Сын покойного довольно отчетливо произнес сквозь зубы ругательство, плюнул и направился к «виллису». Из всех машин повыходили мужчины и пытались понять, что происходит и что следует делать им.
— Нужно собрать камни и скинуть в ущелье, — дал, наконец, команду Овсеп. — А потом я этого учителишку поучу азбуке. Он, видать, не все буквы знает.
Лейтенант Антонян попытался оттащить Камсаряна в сторону.
— А мне от людей таить нечего, — Камсарян не двинулся с места.
— Ладно, — процедил сквозь зубы Антонян, — поговорим в райцентре. Другим языком. Пошли, гражданин Камсарян.
— Куда?
— Я вас арестовываю, гражданин Саак Камсарян. За нарушение общественного порядка. За групповое хулиганство!
— Вы что — не армянин, не христианин? — мягко и как-то испуганно вмешался старичок, бывший преподаватель геометрии. — Разве можно мешать похоронам?
Теснее сжалось кольцо мужчин. Они поглядывали на Овсепа и, казалось, ждали одного его кивка. Камсарян почувствовал: стоит Овсепу шевельнуть пальцем, и не только камни будут скинуты в ущелье, но и сельчане — Оган, Ерем, Размик и даже Маран, Сона, ребятишки… Он взглянул на каменную баррикаду, которую всю ночь воздвигали они втроем — сам он, Оган и Размик — и пожалел Огана, Размика, себя.
— Закурить не найдется? — спросил он, ни к кому будто не обращаясь.
— Найдется, — кто-то из мужчин хмуро протянул ему пачку сигарет.
Камсарян закурил и попытался заговорить спокойно, не кипятясь и так, чтобы не выглядеть жалким.
— Может, оно нехорошо получилось, но поймите, мы не похоронам хотели помешать. А тому, чтобы село само однажды не оказалось погребенным. Поймите же, здесь тысячу лет жили люди, эта земля им принадлежит — тем, кто тут жил. Это не кладбище, а село.
— Села нет! — почти выкрикнул Антонян. — Село ликвидировано! Ты что — не знаешь?
— Пощади глотку, лейтенант. Все слова тебе известные ты уже произнес, так что помолчи.

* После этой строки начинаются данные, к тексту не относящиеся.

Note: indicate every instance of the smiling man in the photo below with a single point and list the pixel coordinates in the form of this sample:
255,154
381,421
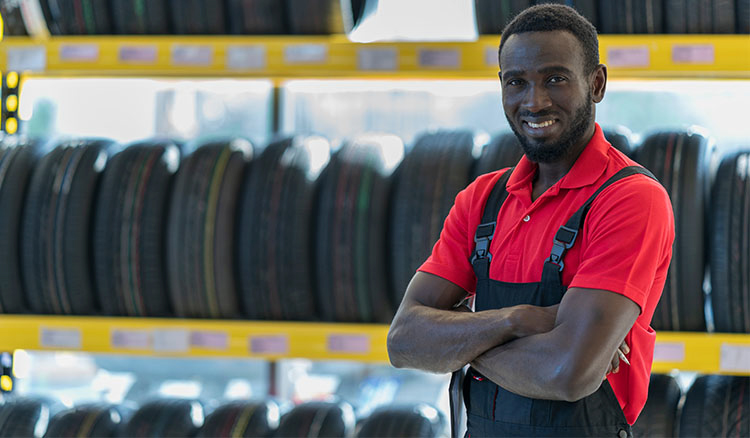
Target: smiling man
565,254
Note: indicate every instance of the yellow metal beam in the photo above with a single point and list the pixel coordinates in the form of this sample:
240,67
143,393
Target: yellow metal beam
709,353
628,56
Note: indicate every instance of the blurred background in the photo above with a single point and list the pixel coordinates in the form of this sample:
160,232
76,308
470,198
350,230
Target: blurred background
209,210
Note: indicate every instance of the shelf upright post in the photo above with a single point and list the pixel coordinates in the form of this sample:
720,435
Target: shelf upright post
11,83
6,373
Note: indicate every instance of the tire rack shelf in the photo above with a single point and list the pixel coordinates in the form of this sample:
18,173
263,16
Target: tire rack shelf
627,56
708,353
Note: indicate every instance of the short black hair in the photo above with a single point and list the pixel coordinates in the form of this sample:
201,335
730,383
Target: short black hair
551,17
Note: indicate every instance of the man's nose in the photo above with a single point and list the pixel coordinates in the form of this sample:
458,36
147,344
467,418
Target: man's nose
536,99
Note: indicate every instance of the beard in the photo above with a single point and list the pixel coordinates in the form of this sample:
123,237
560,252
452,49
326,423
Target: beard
545,152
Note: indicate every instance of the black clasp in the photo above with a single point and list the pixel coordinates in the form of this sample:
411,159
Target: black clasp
564,240
482,238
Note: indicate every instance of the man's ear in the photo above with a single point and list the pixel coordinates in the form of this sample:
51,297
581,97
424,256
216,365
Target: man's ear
599,83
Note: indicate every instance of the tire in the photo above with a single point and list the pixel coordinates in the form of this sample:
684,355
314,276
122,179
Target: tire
200,245
318,419
658,417
723,16
351,209
93,420
166,418
730,245
743,16
242,419
621,138
676,16
422,204
407,421
17,162
717,406
256,17
275,235
678,160
56,252
503,151
325,17
129,230
24,417
140,17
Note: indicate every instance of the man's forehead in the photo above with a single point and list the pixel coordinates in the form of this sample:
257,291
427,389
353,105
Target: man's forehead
529,49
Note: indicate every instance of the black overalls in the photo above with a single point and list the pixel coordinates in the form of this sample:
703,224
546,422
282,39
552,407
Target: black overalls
493,411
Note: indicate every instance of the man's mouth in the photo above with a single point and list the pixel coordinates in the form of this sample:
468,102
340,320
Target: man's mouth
541,125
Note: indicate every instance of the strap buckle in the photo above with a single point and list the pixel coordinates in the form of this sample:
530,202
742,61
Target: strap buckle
564,240
482,238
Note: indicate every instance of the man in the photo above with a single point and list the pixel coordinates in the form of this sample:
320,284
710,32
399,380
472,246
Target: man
566,256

— Нет, ты еще не слыхал, какие я слова знаю! Услышишь!
А мужчины уже сбрасывали в ущелье камни, и ущелье готово было разорваться от грохота. Камни скатывались вниз, подминая траву и цветы и увлекая за собой другие камни. Это было невообразимое зрелище.
— Говоришь, село не кладбище? — почти шипел Антонян — он терял голову, не зная, что предпринять. — Так я его в кладбище превращу, помяни мое слово!.. Будет кладбищесело!
«Кладбищесело?» Камсаряна пронзило это слово, сорвавшееся ненароком с уст лейтенанта. «Кладбищесело?» Как знать, не войдет ли когда-нибудь это слово в словарь? «Кладбищесело». Село — кладбище, на котором погребено село. Камсарян ослаб, и все показалось ему бессмысленным, нелепым, смешным и даже постыдным.
— Пошли, гражданин Камсарян, тебя ждет милицейская машина.
— Пошли, — обмяк вдруг Камсарян.
Обмяк, словно из фундамента вынули камень, державший стену, и стена накренилась, готовая рухнуть. Камсарян двинулся вслед за лейтенантом. Посмотрел в последний раз на покойного, лежавшего в черно-красном гробу, попытался вспомнить живое лицо Сирака Агаяна. «Что дал тебе город, Сирак? — хотелось ему спросить. — Ты что, каждую неделю в оперу ходил, в театр? Или дни и ночи просиживал над книгами в публичной библиотеке? Что ты взял от города?..»
Милицейский «виллис» свернул на повороте и заскользил к райцентру. А камни все продолжали, грохоча, обрушиваться в ущелье.
— Папа! — донесся в этом грохоте крик Соны.
Камсарян обернулся. Оган еще стоял. Ерем еще стоял. Размик стоял. А Сона, запыхавшись, бежала за машиной.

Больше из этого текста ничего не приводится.